Solution: Racing Pattern
The runtimes use a racing pattern to enable sub-second interrupt response:
// Temporal: Race Promise.all against interrupt trigger
const raceResult = await Promise.race([
Promise.all(childPromises).then((results) => ({ type: 'completed', results })),
interruptTrigger.then((reason) => ({ type: 'interrupted', reason })),
]);
if (raceResult.type === 'interrupted') {
// Signal all running children to stop
for (const childId of runningChildren) {
await getExternalWorkflowHandle(childId).signal(INTERRUPT_SIGNAL_NAME, reason);
}
}Per-Runtime Implementation
JS Runtime
Uses AbortSignal linked between parent and children:
// Parent creates controller linked to its own signal
const batchController = new AbortController();
parentAbortSignal.addEventListener('abort', () => batchController.abort());
// Children receive linked signal
const childHandle = await executor.execute(childAgent, input, {
abortSignal: batchController.signal,
});Temporal Runtime
Uses Trigger primitive + external workflow handles:
// Platform adapter sets up interrupt trigger
const interruptTrigger = new Trigger<string>();
setHandler(interruptSignal, (reason) => {
interruptTrigger.resolve(reason); // Wake up immediately
});
// Workflow uses trigger in race
runAgentWorkflow(input, activities, {
interruptTrigger,
getExternalWorkflowHandle: (id) => getExternalWorkflowHandle(id),
});Cloudflare Runtime
Uses an event-based approach for immediate interrupt response:
// Executor sends both flag and event for immediate wake-up
async interrupt(reason: string) {
// Set flag for persistence
await stateStore.setInterruptFlag(runId, reason);
// Send event for immediate wake-up
await instance.sendEvent({ type: `interrupt-${runId}`, payload: { reason } });
}
// Workflow races completion against interrupt event
const result = await Promise.race([
step.waitForEvent(`sub-agent-complete-${subSessionId}`, { timeout: maxWait })

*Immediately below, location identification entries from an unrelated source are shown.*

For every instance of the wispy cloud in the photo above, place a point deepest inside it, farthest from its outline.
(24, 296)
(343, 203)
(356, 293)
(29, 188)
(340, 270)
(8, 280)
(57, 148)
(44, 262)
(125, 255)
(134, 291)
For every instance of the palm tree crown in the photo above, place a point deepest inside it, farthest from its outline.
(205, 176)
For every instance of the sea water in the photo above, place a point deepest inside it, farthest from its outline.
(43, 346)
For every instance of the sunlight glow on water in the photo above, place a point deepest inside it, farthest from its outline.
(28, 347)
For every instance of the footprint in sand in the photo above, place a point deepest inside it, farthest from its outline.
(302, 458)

.then(e => ({ type: 'complete', event: e })),
step.waitForEvent(`interrupt-${runId}`, { timeout: maxWait })
.then(e => ({ type: 'interrupt', reason: e.payload?.reason })),
]);
if (result.type === 'interrupt') {
// Propagate to children
for (const child of pendingChildren) {
await stateStore.setInterruptFlag(child.runId, result.reason);
}
throw new InterruptDetectedError(result.reason);
}The event-based approach provides:
- Immediate response: Interrupt events win the race immediately (< 100ms)
- Pre-spawn check: Interrupts are also checked before spawning sub-agents
- No polling overhead: Pure event-driven detection
Propagation Sequence
graph TB
User["User clicks 'Stop'"]
User --> Flag["Parent interrupt flag set"]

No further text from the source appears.